To me, it's like taking painkillers while you are doing the physio that will get your broken leg back to normal again: it's not a substitute for the physio but sometimes it is a prerequisite because you just couldn't do those exercises if you were in that much pain.

As it happens, I was also very negative towards dd taking painkillers which she needs for her joint condition, but since she started on those she has been able to be so much more active and her joints have got so much stronger; again, the doctor reckons she might be able to come off them within the next year or two. Before she started taking them, dd was regularly using a wheelchair: now she is dancing.

The AD's do very much the same thing: they enable her to do things that then make her stronger and less anxious.

But I really don't believe that doctors hand out medication to children willy nilly, or that they are more prone to handing out medication now than they were 20 years ago: my experience is that they are very cautious in this country and that any teen who gets given AD's will be closely monitored. Very often, it seems to me, the scare stories actually come from the US, which is a very different culture.

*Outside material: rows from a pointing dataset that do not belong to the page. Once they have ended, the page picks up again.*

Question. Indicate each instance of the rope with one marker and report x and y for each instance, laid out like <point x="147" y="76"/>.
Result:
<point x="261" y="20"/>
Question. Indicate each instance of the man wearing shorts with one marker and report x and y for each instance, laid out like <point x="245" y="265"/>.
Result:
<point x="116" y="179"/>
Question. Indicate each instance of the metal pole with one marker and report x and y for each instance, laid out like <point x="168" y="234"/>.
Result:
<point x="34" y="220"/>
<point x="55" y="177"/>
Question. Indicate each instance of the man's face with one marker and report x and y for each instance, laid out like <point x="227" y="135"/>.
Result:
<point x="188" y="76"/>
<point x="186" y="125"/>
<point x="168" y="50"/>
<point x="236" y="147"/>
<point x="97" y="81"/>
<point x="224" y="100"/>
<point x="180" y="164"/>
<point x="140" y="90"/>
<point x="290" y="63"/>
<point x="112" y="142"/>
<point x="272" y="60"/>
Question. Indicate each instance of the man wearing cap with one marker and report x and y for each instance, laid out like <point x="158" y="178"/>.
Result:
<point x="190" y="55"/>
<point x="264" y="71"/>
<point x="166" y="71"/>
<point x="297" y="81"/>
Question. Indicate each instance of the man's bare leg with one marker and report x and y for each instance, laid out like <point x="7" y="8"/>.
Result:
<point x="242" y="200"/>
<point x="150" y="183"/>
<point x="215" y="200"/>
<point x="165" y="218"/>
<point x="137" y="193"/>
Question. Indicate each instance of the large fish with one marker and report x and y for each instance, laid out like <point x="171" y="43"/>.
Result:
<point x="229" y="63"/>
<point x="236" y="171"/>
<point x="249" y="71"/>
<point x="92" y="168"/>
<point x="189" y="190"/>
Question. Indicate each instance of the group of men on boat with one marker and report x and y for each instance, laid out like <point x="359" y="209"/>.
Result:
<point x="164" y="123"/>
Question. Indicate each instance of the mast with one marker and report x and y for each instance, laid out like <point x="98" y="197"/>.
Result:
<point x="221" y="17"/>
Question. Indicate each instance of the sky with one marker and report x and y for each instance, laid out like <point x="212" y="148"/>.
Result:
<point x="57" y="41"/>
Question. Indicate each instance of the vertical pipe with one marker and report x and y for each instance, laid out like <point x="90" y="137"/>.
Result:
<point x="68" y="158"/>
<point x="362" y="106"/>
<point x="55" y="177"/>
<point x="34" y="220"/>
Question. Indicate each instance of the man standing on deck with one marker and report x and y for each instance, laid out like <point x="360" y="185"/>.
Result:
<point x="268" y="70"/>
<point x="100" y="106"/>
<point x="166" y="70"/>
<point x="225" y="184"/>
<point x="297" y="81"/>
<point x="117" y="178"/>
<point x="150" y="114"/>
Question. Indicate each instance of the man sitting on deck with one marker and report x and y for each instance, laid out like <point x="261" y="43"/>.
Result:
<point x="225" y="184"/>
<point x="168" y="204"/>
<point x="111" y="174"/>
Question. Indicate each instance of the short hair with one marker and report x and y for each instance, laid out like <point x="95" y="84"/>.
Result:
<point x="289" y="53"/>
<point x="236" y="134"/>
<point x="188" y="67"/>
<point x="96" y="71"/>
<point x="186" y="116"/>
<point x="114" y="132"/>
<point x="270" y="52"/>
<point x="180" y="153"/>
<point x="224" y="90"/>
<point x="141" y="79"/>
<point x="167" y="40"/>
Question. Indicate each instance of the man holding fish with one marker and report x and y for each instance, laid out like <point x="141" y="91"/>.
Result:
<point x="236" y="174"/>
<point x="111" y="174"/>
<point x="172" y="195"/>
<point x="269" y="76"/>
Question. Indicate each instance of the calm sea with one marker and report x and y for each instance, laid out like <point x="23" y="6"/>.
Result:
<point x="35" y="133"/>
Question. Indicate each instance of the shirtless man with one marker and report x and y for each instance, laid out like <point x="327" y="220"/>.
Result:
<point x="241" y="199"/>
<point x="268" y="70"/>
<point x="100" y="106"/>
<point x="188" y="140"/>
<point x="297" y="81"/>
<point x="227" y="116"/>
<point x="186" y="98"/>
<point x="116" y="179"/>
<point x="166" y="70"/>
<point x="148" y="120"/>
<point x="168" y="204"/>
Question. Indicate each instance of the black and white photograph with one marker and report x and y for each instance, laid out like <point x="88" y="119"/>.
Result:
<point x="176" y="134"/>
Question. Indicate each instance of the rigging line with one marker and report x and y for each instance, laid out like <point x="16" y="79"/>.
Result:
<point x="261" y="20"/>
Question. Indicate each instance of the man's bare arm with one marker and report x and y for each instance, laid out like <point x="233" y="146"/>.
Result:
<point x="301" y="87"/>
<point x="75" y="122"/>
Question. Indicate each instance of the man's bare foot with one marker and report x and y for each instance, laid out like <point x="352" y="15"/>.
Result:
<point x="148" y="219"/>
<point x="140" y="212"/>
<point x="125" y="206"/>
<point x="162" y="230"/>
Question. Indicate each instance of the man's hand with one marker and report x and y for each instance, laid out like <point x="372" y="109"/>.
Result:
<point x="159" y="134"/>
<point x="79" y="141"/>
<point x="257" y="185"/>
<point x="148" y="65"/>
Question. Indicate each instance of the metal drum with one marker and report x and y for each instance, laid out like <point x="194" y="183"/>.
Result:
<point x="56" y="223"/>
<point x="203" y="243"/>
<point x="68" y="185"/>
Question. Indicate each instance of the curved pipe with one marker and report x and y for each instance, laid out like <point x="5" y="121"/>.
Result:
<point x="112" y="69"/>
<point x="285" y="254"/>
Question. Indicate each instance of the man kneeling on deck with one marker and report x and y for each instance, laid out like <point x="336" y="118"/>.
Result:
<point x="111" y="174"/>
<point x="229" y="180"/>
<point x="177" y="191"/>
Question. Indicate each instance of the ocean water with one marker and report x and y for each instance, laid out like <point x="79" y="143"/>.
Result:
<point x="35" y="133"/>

lovingthelackofpressure · 15/08/2013 18:43

Are you in the UK? If he has been assessed but the doctor as being Gillick competent he can make his own decisions I'm afraid.

SirBoobAlot · 15/08/2013 20:20

I was on ADs at 16. Frankly I would have liked them years earlier, when my mental illness really started, but no one would prescribe them.

If this was any other illness, and any other medication, that you'd tried alternative treatment for, it hadn't worked - you probably wouldn't be as hesitant to say yes to a doctor.

You're worried about him being on them for life; he's not going to have much of a life if he doesn't have something to help him right now, to be blunt. Medications aren't a magic fix it, but they give you enough head space to deal with things logically, and the amount of difference that can make is unbelievable.

Let him try them. Citalopram tends to be the first one they try out because it is for depression and anxiety.

Littleen · 15/08/2013 22:06

I started antidepressants at 15, and whilst they now found that I am bipolar and antidepressants makes me worse, it was just part of the process of getting better. I think you are being unreasonable for not trying it, as it could very well have a great effect on your son. Mind; I never believe in using medication without also professional counselling. Not talking about a wellnesscoach or anything, but proper counselling. If he can beat whatever bothers him now, it could save a lot of grief at a later date.